KNOC participated in the project through a Production Sharing Contract (PSC), holding a 20% stake. Total, serving as the project operator, held a 70% interest, while Senegal’s national oil company, Petrosen, maintained a 10% stake. KNOC had initially expected to secure economically viable quantities of gas and condensate upon successful exploration. The company had also anticipated strengthening its deepwater exploration capabilities through collaboration with Total and expanding its exploration activities into other regions.

However, following a comprehensive evaluation, KNOC determined that the project lacked economic feasibility, leading to its decision to withdraw.

Industry observers had previously pointed out that the UDO Block exploration project had not attracted significant international interest, with relatively low competition during the bidding process. This circumstance allowed KNOC to participate without paying a substantial premium.

This year has seen an increased focus on domestic oil field development funding. According to the National Assembly Budget Office’s “2023 Fiscal Year Analysis Report,” funding for domestic oil field development increased significantly to 33 billion KRW, representing more than a 3.5-fold increase from the previous year’s allocation of 9.2 billion KRW. In contrast, overseas oil field development funding, which includes equity investments and exploration drilling, decreased to 6.3 billion KRW from last year’s 18 billion KRW. This reduction was primarily due to the elimination of a 14.5 billion KRW budget previously allocated for acquiring overseas oil field equity.

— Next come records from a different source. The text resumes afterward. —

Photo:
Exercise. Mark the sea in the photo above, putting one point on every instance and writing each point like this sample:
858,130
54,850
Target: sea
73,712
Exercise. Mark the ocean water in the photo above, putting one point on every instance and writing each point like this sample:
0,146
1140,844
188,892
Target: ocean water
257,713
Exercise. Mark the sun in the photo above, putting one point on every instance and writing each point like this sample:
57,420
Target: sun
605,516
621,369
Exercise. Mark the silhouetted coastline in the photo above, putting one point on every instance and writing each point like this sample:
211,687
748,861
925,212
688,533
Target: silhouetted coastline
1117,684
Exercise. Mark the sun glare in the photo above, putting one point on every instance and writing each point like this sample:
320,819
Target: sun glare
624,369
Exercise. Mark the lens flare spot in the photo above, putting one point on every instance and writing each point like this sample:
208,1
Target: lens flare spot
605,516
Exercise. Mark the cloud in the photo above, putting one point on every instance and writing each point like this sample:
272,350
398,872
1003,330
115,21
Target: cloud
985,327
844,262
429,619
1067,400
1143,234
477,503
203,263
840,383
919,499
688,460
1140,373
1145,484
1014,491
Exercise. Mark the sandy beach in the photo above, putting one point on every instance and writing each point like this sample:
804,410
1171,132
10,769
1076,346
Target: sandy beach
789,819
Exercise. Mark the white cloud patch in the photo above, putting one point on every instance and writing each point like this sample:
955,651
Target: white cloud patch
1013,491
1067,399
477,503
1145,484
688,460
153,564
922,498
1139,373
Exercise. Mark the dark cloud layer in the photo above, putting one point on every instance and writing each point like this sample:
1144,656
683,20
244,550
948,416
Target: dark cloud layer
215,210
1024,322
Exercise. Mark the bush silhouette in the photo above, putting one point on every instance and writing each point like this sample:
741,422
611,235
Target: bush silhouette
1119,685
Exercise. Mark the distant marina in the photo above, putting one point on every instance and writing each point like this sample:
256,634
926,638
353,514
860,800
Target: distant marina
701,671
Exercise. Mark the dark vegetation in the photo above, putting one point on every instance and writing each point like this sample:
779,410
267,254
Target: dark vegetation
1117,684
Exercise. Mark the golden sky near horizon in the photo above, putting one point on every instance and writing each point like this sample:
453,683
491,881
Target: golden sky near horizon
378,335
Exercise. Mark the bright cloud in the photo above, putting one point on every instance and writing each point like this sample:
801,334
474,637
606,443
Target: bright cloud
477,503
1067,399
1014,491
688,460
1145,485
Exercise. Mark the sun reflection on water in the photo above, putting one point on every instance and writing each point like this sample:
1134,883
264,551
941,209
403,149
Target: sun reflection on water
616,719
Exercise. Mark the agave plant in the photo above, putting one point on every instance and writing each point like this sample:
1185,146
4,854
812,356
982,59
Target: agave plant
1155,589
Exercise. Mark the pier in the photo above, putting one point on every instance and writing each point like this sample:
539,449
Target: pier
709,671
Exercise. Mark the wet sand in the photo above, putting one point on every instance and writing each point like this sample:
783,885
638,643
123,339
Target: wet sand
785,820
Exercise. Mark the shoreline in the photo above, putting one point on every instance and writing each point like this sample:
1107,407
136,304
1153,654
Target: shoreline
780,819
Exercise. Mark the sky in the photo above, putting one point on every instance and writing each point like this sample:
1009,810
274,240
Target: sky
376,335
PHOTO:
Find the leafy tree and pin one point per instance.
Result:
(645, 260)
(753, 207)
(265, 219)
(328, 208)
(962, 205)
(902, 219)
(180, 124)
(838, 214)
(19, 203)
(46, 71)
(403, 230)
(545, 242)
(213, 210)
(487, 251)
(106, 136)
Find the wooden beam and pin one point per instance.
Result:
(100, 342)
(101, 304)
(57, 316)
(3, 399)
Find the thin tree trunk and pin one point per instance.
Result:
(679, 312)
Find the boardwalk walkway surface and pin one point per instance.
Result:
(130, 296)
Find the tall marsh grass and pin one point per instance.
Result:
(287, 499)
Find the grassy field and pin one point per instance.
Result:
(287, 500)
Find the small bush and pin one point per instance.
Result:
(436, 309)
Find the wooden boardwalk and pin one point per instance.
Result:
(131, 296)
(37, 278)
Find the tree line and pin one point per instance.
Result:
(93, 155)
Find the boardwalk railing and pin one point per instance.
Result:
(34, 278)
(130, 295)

A significant domestic project currently in progress is the East Sea deepwater gas field exploration, known as the “Blue Whale Project.” This initiative aims to develop oil and gas reserves valued between a minimum of $3.5 billion and a maximum of $14 billion, with an exploration success rate of approximately 20%. The first exploration drilling began on December 20. The drilling process is expected to continue for 40-50 days, after which the data collected during drilling will be analyzed, with initial results planned for announcement in the first half of next year.